Building a new recommender system using the recommending framework

In this notebook we are going to expose how some of the recommender systems that are currently part of the recommending framework are built.

The first thing that has to be considered when building a recommender system within this framework, is that all recommender systems should extend the class BaseRecommender, either directly, or by extending another class that is a subclass of BaseRecommender. All of the recommender systems must implement the method predict_rating(user, item).

Single-criterion recommender systems

These recommender systems extend directly from the BaseRecommender class. Let's take a look at how one of the single-criterion recommender systems is implemented.


In [1]:
import sys
sys.path.append('/Users/fpena/UCC/Thesis/projects/yelp/source/python')

from recommenders.base_recommender import BaseRecommender

In [2]:
class WeightedSumRecommender(BaseRecommender):

    def __init__(self, similarity_metric='cosine'):
        super(WeightedSumRecommender, self).__init__('SingleCF', 'cosine')
        self.similarity_metric = similarity_metric

    def predict_rating(self, user_id, item_id):

        other_users = list(self.user_ids)

        if user_id not in other_users:
            return None

        other_users.remove(user_id)
        weighted_sum = 0.
        z_denominator = 0.

        for other_user in other_users:
            similarity = self.user_similarity_matrix[other_user][user_id]

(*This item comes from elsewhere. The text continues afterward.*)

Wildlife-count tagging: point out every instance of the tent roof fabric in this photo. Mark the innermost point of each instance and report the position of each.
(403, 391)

            if item_id in self.user_dictionary[other_user].item_ratings and similarity is not None:
                other_user_item_rating =\
                    self.user_dictionary[other_user].item_ratings[item_id]
                weighted_sum += similarity * other_user_item_rating
                z_denominator += abs(similarity)

        if z_denominator == 0:
            return None

        predicted_rating = weighted_sum / z_denominator

        return predicted_rating

As it can be seen in the code above the WeightedSumRecommender makes a call to the constructor of the BaseRecommender class passing the name of the recommeder, and the metric that is going to be used to calculate the similarity between two users (in the above case is 'cosine'). Finally it implements the predic_rating(user,item) method, in which it uses some of the attributes of the BaseRecommender class that have been initialized after calling the load(reviews) method. The attributes we can see the method is using are:

  • self.user_ids
  • self.user_similarity_matrix
  • self.user_dictionary

Multi-criteria recommender systems

These recommender systems extend directly from the MultiCriteriaBaseRecommender class, which is an abstract class that extends from the BaseRecommender class. Let's take a look at how one of the multi-criteria recommender systems is implemented.


In [3]:
from recommenders.multicriteria.multicriteria_base_recommender import MultiCriteriaBaseRecommender

In [4]:
class DeltaCFRecommender(MultiCriteriaBaseRecommender):

    def __init__(
            self, similarity_metric='euclidean', significant_criteria_ranges=None):
        super(DeltaCFRecommender, self).__init__(
            'DeltaCFRecommender',
            similarity_metric=similarity_metric,
            significant_criteria_ranges=significant_criteria_ranges)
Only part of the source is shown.